I 34 tunisini hanno avuto il pranzo al sacco. Il sindacato: "Almeno parità di trattamento"

Rimpatrio slittato di ore. La scorta per i migranti dei poliziotti a digiuno

I tunisini non vengono rimpatriati e i poliziotti rimangono senza pasto. È successo all'aeroporto di Palermo, dove 34 immigrati in attesa di essere rispediti nel Paese di appartenenza, per due giorni, a causa di controversie con la madre Patria, sono rimasti senza possibilità di partenza.

A segnalarlo è il Sindacato autonomo di Polizia (Sap), il cui segretario generale, Stefano Paoloni, spiega l'accaduto. «I migranti - tiene a dire - erano partiti in aereo da Torino e Gorizia per raggiungere Bari e, quindi, Palermo. A causa di disguidi col Paese di provenienza, il volo è stato rimandato. Ai clandestini è stato fornito a pranzo il sacchetto con il cibo, mentre gli agenti che li accompagnavano sono rimasti dalle 5 di mattina alle 22 senza toccare pasto. È intollerabile». E specifica: «È una questione di rispetto nei confronti dei tutori della legge. Come è possibile che gente che non ha diritto di stare qui sia trattata meglio dei poliziotti? Ci saremmo aspettati almeno pari trattamento». Peraltro, nella giornata di ieri il governo tunisino ha nuovamente bloccato le partenze. Per cui i migranti sono stati trasferiti un'altra volta a Torino e Gorizia. Un dispendio di soldi a carico dello Stato che i rappresentanti sindacali non accettano.

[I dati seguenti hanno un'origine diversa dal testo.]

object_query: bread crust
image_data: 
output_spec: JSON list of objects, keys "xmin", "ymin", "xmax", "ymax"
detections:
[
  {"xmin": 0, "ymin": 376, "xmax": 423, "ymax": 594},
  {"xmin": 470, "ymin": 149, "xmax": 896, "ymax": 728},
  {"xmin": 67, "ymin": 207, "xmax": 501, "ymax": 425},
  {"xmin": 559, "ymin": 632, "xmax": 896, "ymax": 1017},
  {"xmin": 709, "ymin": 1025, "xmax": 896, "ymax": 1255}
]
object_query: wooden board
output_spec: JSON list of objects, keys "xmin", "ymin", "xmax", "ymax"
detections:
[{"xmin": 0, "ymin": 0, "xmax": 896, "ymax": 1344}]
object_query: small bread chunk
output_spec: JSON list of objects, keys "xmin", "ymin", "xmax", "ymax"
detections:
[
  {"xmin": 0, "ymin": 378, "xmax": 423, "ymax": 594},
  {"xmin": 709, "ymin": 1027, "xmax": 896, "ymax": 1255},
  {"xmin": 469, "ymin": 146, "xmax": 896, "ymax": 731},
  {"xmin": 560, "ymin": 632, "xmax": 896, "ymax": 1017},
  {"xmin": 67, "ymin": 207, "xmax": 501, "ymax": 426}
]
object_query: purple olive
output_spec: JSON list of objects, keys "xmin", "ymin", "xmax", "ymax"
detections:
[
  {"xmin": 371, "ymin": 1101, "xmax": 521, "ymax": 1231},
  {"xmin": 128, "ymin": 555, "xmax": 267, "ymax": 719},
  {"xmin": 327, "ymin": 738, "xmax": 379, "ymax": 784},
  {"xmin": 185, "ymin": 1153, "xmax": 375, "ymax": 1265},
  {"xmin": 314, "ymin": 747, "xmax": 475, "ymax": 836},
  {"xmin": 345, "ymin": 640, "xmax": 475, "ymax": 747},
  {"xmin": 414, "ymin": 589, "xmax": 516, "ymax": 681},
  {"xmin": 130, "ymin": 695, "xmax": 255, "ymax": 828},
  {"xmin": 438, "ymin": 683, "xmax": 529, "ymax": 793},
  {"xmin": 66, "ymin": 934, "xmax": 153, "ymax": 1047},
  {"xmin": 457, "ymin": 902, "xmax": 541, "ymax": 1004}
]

«È una questione di decoro e rispetto - ricorda Paoloni - verso chi è al servizio della Patria e spende ore del proprio lavoro per garantire la sicurezza al Paese».

Peraltro, numerosi rappresentanti delle forze dell'ordine sono malati dopo aver contratto il Covid-19 proprio dai migranti. Una situazione che si sta facendo insostenibile e che sta attirando le proteste degli operatori, sempre più vessati e penalizzati dai numerosi arrivi e dalle regole poco stringenti riservate agli immigrati.

Allo stato attuale sulle cose siciliane, in particolare a Lampedusa, non stanno avvenendo nuovi sbarchi, anche grazie al maltempo e al mare grosso che impedisce le partenze, ma è certo che dalla prossima settimana l'isola tornerà a essere invasa. Dalla Tunisia e dalla Libia pare infatti siano in partenza decine di barconi gestiti dai trafficanti di esseri umani. Per l'accoglienza dei migranti vengono impiegati migliaia di rappresentanti delle forze dell'ordine che rischiano da una parte il contagio, dall'altra turni massacranti che portano a situazioni analoghe a quella sopra descritta. Ora chiedono che il governo intervenga in maniera puntuale, senza dare risposte vaghe.